You know, from a friend.
“Well, I don’t see that,” I say, not removing my hand from his. Because apparently I’m a glutton for punishment. “I see a man who is getting a fresh start. I see a man who could have crumbled at his situation, but instead he picked himself up and did what was needed for his family. I see a man who is thinking about everyone but himself to make sure they are getting what they need. And, I see a man who deserves to be loved. Who shouldn’t settle for anything less than epic, once in a lifetime, can’t write it in a movie, kind of love. That's what you deserve, Wes. Nothing less than that.”
I start to stand up, because I’m three seconds away from crying. But Wes’s hand pulls me back down to the couch.
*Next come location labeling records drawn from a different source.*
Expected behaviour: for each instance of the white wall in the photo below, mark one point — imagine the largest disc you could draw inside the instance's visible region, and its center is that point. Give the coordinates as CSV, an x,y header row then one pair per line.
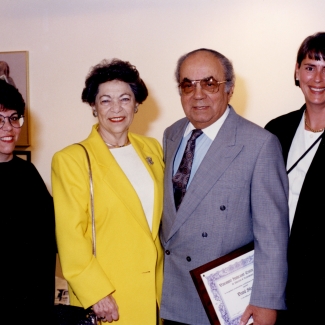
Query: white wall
x,y
66,37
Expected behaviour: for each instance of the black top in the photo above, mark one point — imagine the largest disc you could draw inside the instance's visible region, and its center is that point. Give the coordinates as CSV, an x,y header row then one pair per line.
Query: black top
x,y
306,243
28,243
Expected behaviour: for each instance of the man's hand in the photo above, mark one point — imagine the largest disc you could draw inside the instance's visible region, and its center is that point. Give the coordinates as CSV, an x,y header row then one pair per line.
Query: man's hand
x,y
261,316
106,309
“I wish I could be what you see me as.”
I give his hand a squeeze and pull it away. “You are. One day you’ll realize it. And the woman that gets to be on the receiving end of it, she’s going to be the luckiest woman in the world.”
Chapter19
Wes
I pullinto the mediator’s office and just sit and stare. Today is the day. Today I’m going to be officially a divorced man.
I’ve said that phrase to myself over and over all morning, and while I have no problem with that being one of my new titles, I also still can’t believe I’m here. Don’t get me wrong, Cara has shown her true colors over the past few months in how she has acted and treated the kids, and if this is who she’s choosing to be, I don’t want to be married to her.
I check my phone before I go in and see a bunch of messages I missed in the drive up to Nashville. The first is from my mom, telling me good luck. The second is the group chat with the guys, each of them giving words of encouragement. Except Simon. He just texted the champagne bottle emoji.
Then there’s one from Betsy.
Betsy: Thinking of you today. Be strong and know this is the first step to moving forward.
Betsy: Oh, and later there is a surprise for you. Don’t worry about the kids. I got them.